Par Velibor Čolić

En 1992, à l’âge de 28 ans, Velibor Čolić arrive en France après avoir déserté l’armée bosniaque. Il a évoqué sa découverte du pays et son apprentissage de la langue dans un doux-amer Manuel d’exil : Comment réussir son exil en trente-cinq leçons (Gallimard, 2016). Il écrit ses livres en français depuis 2008 et a dernièrement publié Le Livre des départs (id., 2020).

J’arrive en France à 28 ans avec trois mots français pour unique bagage : « Jean », « Paul » et « Sartre ». La langue française n’existe pas dans les pays d’Europe du Sud-Est. Mais sa littérature, elle, existe. J’explique : peu de gens savent parler français, mais il y a beaucoup de traductions.

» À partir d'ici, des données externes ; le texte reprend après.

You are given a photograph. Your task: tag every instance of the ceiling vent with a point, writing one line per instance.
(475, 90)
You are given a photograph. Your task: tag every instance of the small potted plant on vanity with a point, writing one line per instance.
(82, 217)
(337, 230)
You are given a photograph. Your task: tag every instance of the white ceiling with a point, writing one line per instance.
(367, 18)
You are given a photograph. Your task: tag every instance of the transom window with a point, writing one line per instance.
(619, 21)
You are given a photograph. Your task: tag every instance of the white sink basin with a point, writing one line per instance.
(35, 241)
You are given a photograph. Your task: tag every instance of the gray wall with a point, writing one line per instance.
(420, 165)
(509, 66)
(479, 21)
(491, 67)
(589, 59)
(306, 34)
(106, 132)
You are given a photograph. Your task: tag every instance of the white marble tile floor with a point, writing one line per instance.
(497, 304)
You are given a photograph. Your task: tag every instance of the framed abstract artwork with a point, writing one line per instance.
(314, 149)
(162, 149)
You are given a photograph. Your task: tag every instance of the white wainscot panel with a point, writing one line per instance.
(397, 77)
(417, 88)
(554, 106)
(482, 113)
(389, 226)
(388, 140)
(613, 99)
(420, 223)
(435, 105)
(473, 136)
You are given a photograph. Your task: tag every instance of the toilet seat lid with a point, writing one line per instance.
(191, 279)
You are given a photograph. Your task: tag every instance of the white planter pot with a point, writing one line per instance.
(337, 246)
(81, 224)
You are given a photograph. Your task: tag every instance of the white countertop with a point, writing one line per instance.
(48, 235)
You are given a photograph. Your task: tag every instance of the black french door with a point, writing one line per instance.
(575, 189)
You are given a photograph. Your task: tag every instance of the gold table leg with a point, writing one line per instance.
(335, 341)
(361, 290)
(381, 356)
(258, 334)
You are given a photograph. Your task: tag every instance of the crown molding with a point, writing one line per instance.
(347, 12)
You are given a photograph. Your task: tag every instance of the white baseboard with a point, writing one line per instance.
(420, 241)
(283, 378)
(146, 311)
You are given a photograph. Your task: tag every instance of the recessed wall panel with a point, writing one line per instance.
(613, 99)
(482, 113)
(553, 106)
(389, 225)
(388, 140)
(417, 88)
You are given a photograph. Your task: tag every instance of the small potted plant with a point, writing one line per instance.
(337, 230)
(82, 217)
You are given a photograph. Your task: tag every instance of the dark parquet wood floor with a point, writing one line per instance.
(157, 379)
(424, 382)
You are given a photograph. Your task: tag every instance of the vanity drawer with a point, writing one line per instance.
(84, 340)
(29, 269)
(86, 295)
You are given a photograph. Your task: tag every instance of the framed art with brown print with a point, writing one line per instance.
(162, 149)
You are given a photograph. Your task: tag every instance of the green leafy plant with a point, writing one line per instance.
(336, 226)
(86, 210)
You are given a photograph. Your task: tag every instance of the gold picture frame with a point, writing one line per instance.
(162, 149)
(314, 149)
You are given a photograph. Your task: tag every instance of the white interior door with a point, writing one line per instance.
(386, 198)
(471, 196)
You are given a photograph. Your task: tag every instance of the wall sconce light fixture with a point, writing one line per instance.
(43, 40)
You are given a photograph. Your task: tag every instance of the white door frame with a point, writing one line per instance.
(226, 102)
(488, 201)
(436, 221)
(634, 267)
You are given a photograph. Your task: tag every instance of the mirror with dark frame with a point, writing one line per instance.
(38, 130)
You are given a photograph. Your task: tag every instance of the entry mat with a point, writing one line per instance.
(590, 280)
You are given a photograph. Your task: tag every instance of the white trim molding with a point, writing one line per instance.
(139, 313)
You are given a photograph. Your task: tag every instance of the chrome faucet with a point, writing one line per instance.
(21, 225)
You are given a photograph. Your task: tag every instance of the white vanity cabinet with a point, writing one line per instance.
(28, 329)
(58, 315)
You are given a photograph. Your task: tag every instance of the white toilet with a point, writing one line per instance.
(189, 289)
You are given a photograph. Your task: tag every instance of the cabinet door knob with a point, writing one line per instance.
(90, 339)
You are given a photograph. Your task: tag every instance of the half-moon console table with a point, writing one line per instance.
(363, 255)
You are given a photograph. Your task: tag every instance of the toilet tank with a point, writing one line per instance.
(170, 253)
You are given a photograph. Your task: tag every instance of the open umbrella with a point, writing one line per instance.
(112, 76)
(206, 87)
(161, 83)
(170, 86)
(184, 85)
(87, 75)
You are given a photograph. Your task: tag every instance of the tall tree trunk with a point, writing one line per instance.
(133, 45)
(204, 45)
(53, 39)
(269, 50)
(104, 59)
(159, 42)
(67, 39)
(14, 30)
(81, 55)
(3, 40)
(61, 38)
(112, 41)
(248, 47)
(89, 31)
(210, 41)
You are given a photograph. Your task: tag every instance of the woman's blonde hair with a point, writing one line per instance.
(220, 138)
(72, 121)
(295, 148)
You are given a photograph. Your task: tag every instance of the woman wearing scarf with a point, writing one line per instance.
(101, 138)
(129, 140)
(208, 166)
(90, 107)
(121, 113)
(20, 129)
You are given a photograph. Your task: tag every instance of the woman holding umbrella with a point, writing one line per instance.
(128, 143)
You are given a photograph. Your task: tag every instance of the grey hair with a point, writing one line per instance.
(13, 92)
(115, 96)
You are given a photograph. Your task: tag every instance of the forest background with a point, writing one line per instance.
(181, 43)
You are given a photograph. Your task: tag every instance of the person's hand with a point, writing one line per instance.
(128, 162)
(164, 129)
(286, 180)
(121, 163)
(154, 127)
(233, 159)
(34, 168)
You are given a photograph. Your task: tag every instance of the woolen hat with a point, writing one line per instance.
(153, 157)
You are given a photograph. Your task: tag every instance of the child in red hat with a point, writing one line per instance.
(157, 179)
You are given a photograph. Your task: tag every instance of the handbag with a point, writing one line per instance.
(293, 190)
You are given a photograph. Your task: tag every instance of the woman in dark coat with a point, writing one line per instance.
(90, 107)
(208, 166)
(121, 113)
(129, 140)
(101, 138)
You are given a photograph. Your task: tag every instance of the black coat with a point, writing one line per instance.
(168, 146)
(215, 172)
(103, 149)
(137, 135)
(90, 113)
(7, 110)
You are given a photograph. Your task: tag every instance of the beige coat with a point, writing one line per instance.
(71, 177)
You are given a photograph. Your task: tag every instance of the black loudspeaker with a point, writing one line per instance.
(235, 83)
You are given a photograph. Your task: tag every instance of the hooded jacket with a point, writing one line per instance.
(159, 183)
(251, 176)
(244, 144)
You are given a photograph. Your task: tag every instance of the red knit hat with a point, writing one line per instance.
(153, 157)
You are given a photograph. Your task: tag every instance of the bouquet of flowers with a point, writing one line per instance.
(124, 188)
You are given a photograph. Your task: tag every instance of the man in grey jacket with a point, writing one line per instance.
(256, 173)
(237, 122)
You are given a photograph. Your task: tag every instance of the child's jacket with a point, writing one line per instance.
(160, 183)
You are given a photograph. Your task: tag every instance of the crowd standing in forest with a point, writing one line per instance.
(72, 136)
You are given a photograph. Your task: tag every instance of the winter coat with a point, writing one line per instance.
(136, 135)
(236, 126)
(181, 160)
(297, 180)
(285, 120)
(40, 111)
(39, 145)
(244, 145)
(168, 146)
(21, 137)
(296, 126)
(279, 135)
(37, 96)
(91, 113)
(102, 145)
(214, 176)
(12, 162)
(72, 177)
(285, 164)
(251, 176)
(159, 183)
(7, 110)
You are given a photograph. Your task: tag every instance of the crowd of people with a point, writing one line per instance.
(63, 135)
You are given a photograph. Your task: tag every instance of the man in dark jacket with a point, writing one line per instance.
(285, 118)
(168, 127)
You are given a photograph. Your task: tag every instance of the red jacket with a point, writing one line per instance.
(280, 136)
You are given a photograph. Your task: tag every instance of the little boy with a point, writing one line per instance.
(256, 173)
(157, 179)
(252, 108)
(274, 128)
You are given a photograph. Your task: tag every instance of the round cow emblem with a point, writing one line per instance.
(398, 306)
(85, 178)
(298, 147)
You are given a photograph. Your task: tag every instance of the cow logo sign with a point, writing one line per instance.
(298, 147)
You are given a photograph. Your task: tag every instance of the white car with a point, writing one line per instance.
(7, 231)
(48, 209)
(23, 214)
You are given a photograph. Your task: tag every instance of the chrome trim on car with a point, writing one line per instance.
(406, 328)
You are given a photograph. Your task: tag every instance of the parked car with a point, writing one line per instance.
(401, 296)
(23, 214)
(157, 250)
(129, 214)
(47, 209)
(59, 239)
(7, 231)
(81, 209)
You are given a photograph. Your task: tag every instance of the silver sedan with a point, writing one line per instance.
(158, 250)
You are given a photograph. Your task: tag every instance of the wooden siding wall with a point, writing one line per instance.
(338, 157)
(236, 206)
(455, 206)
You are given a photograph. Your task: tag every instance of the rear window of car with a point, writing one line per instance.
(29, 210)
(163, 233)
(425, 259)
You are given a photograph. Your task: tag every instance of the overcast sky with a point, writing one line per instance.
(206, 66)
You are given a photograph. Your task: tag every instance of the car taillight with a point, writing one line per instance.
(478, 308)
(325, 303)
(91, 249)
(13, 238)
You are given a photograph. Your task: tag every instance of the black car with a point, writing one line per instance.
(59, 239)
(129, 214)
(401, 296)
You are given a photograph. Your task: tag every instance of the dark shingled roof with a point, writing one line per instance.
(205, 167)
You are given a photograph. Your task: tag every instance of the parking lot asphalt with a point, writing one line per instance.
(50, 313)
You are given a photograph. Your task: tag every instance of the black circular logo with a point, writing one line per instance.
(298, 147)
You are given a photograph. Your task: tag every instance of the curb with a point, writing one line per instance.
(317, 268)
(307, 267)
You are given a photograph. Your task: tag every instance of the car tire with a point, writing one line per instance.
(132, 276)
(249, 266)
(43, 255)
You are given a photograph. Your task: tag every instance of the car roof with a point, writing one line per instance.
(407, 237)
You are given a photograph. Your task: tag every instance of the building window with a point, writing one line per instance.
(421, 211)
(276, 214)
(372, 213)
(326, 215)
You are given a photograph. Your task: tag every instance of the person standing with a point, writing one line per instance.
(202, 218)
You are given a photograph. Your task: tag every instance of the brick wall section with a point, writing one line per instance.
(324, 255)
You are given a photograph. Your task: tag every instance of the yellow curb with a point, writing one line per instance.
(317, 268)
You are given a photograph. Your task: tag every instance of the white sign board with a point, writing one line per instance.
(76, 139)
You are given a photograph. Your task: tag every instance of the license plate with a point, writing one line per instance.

J’ai lu tout Camus, tout Baudelaire en serbo-croate. La littérature survit très bien sans la langue ! Et la littérature française m’a habité avant même que je ne parle français.

J’arrive donc en France en réfugié. Mon pays, la Yougoslavie, avait disparu dans le feu et dans le sang. Ma langue maternelle, le serbo-croate, avait disparu avec le pays. J’avais même perdu pendant quelque temps mon humanité, parce que j’étais soldat. Un soldat malgré moi, mais un soldat quand même. Quand il y a eu le massacre de Srebrenica, j’ai compris que je ne pourrais plus jamais retourner au pays. C’est amer, c’est difficile, je compare cela à une énorme claque. Et moi, toute ma vie, je n’avais affiché qu’une seule ambition, c’était d’être écrivain. Il me fallait écrire. La main qui tenait une kalachnikov doit reprendre le stylo. Alors j’ai dû apprendre le français de A à Z. J’ai essayé d’apprivoiser peu à peu cette langue qui, pour nous les Slaves, est vraiment du chinois. Et je me suis simplement installé dans la langue. Un réfugié comme moi n’habite pas que le territoire, il habite aussi la langue. D’ailleurs, je compare souvent le français à un appartement de location. On sait bien que ce n’est pas à nous, mais avec le temps, on l’adapte, on l’arrange, on s’y installe, jusqu’à s’y sentir chez nous.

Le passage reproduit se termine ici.